The labyrinth, thousands of years old, is a one-pathway puzzle. It has been used in the great Gothic cathedrals of Europe for ceremonial purposes, including spiritual and rites of passage rituals. It is a primal, pagan pattern and represents our journey to own center and back again into the world.
Right here in beautiful Santa Cruz at Seabright Beach on March 20, you will find Dean Pollard digging his quarterly labyrinth, celebrating the spring equinox. It takes him between 9 and 12 hours, with a little help.
PdeG: What is the meaning of a labyrinth?
PD: Birth, re-birth, transitions, healing, beauty, passage of time, spiritual growth, enlightenment, connection to source, rebirth, resurrection, emergence, evolution, progress, spiritual path, initiation.
The labyrinth can be a powerful tool for inner enhancement and development. It is designed specifically for this purpose. When walking the labyrinth, we find our perspective constantly changing. Our vision and physical bodies are never facing the same direction for long. Our inner knowing can come out.
PdeG: When were you first interested in labyrinths?
DP: I was a teacher of eurythmy at the SC Waldorf School. As a Halloween activity in my lessons, I drew out the Cretan labyrinth with chalk on the floor of the classroom. I experimented with many variations of walking the labyrinth and incorporated teachings about the body, ritual and spirit. A labyrinth had historical and contemporary value and seemed a good way for the children to learn.
PdeG: What is eurythmy?
DP: A movement art originated by Rudolf Steiner, founder of the Waldorf Schools.
PdG: What led you to dig your first labyrinth?
DP: After the Halloween classes, I was inspired by the enthusiasm and decided to dig a labyrinth on the property of the Waldorf School.
PdeG: How did you decide to create a labyrinth at Seabright Beach?
DP: The idea came upon me one day as I looked over the seawall to Seabright Beach and saw a perfect natural amphitheatre. The mouth of the San Lorenzo River at Seabright is also the birthplace of surfing. With my love of surfing, ocean and labyrinths, I pulled it all together.
PdeG: Why do you continue to dig labyrinths?
DP: I love the process of it for the cathartic nature of the activity, where pleasure and pain are woven into one. Digging labyrinths has served me in my quest for healing and wholeness. Since I was 19, I have struggled with post traumatic stress disorder. I was drawn to the ocean for healing in the form of surfing. Digging the labyrinth next to the ocean allows me to incorporate these two elements: the movement of the ocean and the movement of the body. The movement I feel in my body when I am digging is a catharsis. I can go on for hours and get into the rhythm of my water body. It is an intuitive path for relief from injuries, and has become my rhythmic dance for healing and wholeness.
PdeG: I have read that a labyrinth synthesizes earthly and cosmic influences. What does this mean?
DP: Digging a labyrinth is a form of earth acupuncture or earth acupatterning. I dig and pull out a deep relief in a pattern.

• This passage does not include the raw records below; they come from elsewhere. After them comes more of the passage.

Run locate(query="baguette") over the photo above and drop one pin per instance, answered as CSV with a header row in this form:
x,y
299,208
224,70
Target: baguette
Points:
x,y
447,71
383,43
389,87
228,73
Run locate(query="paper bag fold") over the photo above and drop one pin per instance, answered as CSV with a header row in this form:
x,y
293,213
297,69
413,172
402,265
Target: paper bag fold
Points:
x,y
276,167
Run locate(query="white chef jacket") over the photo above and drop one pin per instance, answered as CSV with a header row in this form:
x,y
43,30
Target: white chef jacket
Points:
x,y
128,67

This is a primal creation and the deeply dug, uniform pattern opens up a window into the matrix of our earth as a living organism. The acupatterning helps the earth maintain its connection with her mother, the cosmos.

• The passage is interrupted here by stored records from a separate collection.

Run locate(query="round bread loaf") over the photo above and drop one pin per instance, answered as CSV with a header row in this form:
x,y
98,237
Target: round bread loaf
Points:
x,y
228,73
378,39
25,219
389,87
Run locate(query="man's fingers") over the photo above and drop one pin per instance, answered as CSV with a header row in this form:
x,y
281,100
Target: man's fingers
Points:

PdeG: What happens after the labyrinth is finished?
DP: First, I walk it as my savasana. Then the people come. Many walk it as their personal ritual. Some people destroy it. People see the labyrinth in different ways. For me, it is time to let go of it all and see what happens. I come down to Seabright each day for the week curious to see how the labyrinth has evolved or devolved. It is a practice in letting go.

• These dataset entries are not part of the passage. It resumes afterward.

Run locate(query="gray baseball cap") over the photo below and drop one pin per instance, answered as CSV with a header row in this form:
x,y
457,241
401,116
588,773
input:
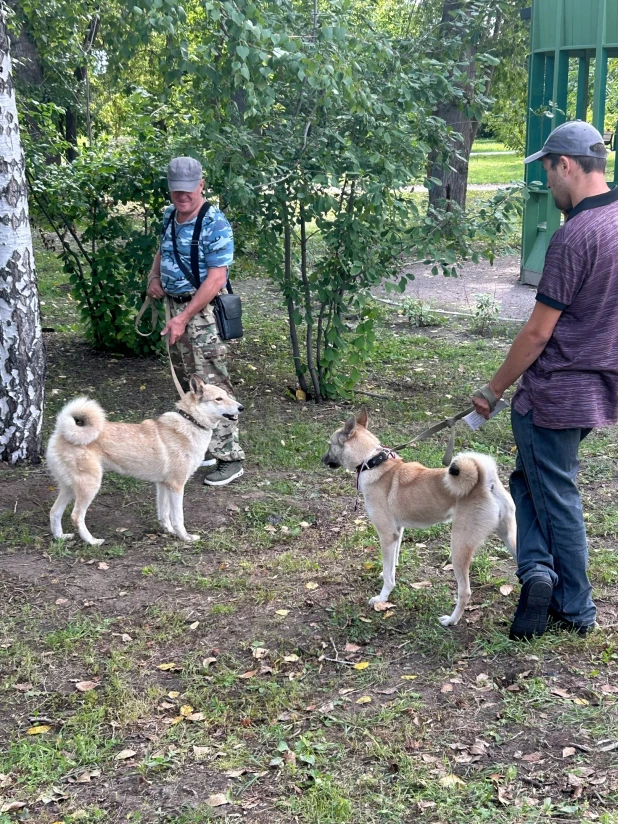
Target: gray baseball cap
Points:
x,y
183,174
574,139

PdeG: What do you love most about digging a labyrinth?
DP: It is a cleansing. The hours and hours of work and self-healing keep me in shape and informed about my body and mind. It is a meditation. It is also a great way to communicate with people. I love it when people come down to help. I would love to dig labyrinths across the country. Most of all I love beauty, and a labyrinth is a beautiful thing.
Sunday, March 20th, head down to Seabright Beach and watch Dean in action.